Fly me to the moon ...

First blog of 2015! And Dad and his eccentricites already promise to make this a very entertaining year.


This afternoon I was lost in work, trying to catch up where I got behind over Christmas. At some point I became aware of thumps and bumps, and Dad's customary assortment of exclamations, including: "Damn it all to hell! Goddamn bastard!"


Then there was one almighty THUNK, followed by, "Fucking BASTARD!" Almost immediately the front door slammed and Dad tornadoed past the window, hurried round the outside of the house to the back door.


After a lifetime of listening to his harmless rants I have become highly immune, so I tuned it out, distracted by the sight of a luminescent golden moon hanging in a pink sky, so close over the neighbor's house that it looked like it might rest on top on the chimney tops. Grabbing my camera I headed down to the kitchen to go outside and take a picture. But the door from the kitchen into the utility room was blocked by a garden two-seater cane sofa.

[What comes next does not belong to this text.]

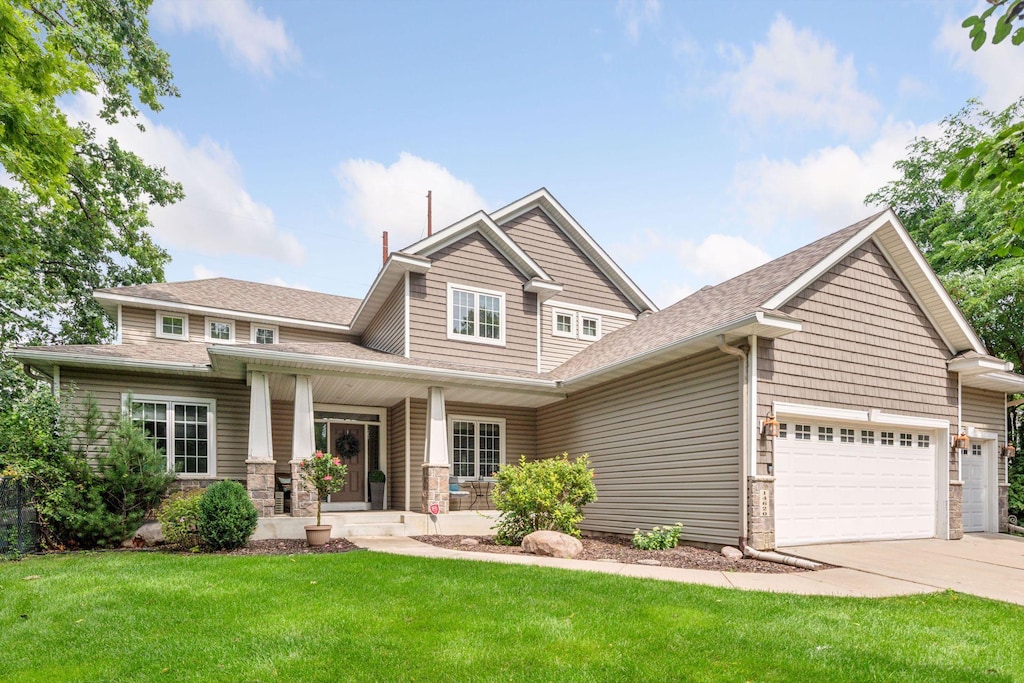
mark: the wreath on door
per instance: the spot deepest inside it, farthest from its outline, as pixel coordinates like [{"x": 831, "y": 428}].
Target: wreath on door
[{"x": 347, "y": 445}]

Dad was on the other side, working at a metal screw in one of the sofa legs.


"What's happening here?" I asked without thinking.


"What does it look like?" he retorted.


Again, so used to his ways I automatically replied, "You've perfected Star Trek's teleportation device disguised in this sofa and you're trying to beam to another planet?"


Obviously so used to my ways, he didn't even react and carried on working at the leg.


"How did ... " I began and then stopped. I didn't want to know.


He'd gotten a new year's urge to clean out the spare room, and had hauled out two ancient mattresses, intending to take them to the dump this weekend. He had mentioned he wanted to retrieve this sofa from the garage and put it in there, trying to make a nice guest room. I just didn't think he meant today. The mattresses now stood upright in the corridor, awaiting transportation.


Putting down my camera I used both hands and shoved at the sofa to see how wedged in it was. It didn't budge.


The screwdriver slipped from Dad's grasp and clanged to the tiled floor. "Oh, for goodness' sake!" He flounced out the back door, letting it slam behind him.


Bending down I saw that on the other side the rocker part of the sofa was loose, and if I could push it out a little, the sofa might shift enough to slide through the doorway. I pulled over the pine kitchen stool, climbed up onto the counter by the door and clambered over the sofa.


Dad came in through the front door, and between us, we got the sofa back out into the ulitity room and outside.


"Shall we try the front door?" I asked.


"No, put it back in the garage. I can' t be bloody bothered, anymore."


Good, I thought. "It would be hard getting it past the mattresses, anyway."


"Oh," he said. "I'd forgotten about those. This was a fruitless task from the beginning."


I wondered how long he'd been dragging all that furniture about? I'd been so involved in my writing I hadn't even noticed.


We stowed the sofa back in the garage and as we returned to the house I noticed the moon again. "Did you see the moon?" I asked him.


"What moon?"


"The only moon up there that I know of."


"Where is it?"


I knew he was teasing me and chuckled. "Up there. Come and see." I headed back outside.


"I'm not that bloody interested," I heard him say but ignored him.


"Look." I pointed.


With a sigh he joined me. "Sure, it always looks like that," he muttered, turned on his heel and went into the house.


I could only see the funny side and doubled over, laughing. I'm so glad to see he's still indominatably eccentric. What will he get up to next, I wonder?